Transgender weightlifter Laurel Hubbard of New Zealand competed at the Tokyo Olympics. She failed to complete any of her first three lifts and was thus ruled out of medal contention in the women’s over-87 kilogram division.

Quinn, a non-binary and trans midfielder for the Canadian women’s football team, became the first openly trans athlete to win an Olympic medal when the team took gold. It passed without great controversy.

2022

Republican Senate candidate in Missouri put out a campaign ad focused on Lia Thomas, a trans woman having success as a college-level swimmer. The ad said: “Women’s sports are for women, not men pretending to be women.” Thomas was made a lightning rod for the debate around trans women in sport.

Olympic silver medallist Erica Sullivan wrote in Newsweek: “Like anyone else in this sport, Lia has trained diligently to get to where she is and has followed all of the rules and guidelines put before her … She doesn’t win every time. And when she does, she deserves, like anyone else in this sport, to be celebrated for her hard-won success, not labelled a cheater simply because of her identity.”

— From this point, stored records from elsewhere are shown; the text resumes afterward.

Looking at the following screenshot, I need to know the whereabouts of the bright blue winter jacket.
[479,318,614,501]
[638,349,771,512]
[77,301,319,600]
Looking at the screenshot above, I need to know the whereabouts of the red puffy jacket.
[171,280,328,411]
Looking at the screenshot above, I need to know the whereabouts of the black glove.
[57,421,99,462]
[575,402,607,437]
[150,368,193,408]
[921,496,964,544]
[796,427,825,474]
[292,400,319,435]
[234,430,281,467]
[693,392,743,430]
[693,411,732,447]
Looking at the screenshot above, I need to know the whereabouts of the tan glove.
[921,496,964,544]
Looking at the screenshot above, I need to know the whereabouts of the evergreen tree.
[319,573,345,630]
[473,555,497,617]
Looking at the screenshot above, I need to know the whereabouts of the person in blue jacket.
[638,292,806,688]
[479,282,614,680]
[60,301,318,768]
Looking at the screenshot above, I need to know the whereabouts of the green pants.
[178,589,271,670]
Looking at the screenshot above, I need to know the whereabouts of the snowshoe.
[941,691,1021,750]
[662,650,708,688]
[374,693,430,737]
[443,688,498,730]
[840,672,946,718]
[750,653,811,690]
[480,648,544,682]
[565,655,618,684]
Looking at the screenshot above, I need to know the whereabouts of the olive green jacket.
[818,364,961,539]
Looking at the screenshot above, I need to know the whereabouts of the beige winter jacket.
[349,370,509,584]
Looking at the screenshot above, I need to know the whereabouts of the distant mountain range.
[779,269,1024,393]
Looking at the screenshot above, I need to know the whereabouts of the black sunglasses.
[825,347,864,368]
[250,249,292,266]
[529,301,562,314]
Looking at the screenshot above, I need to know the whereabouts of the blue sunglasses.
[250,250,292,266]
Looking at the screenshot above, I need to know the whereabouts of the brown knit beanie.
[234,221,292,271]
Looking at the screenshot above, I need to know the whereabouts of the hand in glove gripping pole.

In June, swimming regulator FINA voted to bar transgender women from the elite women’s competition if they had experienced any part of male puberty. International Rugby League implemented a ban in July.

The scientist informing FINA’s policy found transgender women maintained a performance advantage over female athletes if they underwent male puberty before transitioning, but as the ABC noted, it is unclear how it reached that conclusion.

2023

In March, the IAAF issued a ban on trans women competing against cis women. Cycling’s governing body did the same in July.

In June, the Republican-controlled House of Representatives in the US passed a bill to force schools that receive federal money to place athletes on the team that matches their birth gender; 19 Republican-controlled states have implemented similar laws over recent years. 

There as yet are no trans women competing at the highest level in track and field, or swimming.

University of Colorado Boulder Professor Roger Pielke Jr, a sports governance expert, called “a moral panic” over transgender athletes that was completely disproportionate to their numbers.

“We’re just shadow-boxing now,” Pielke told AP in 2022. “As if there’s not bigger issues sport could deal with.”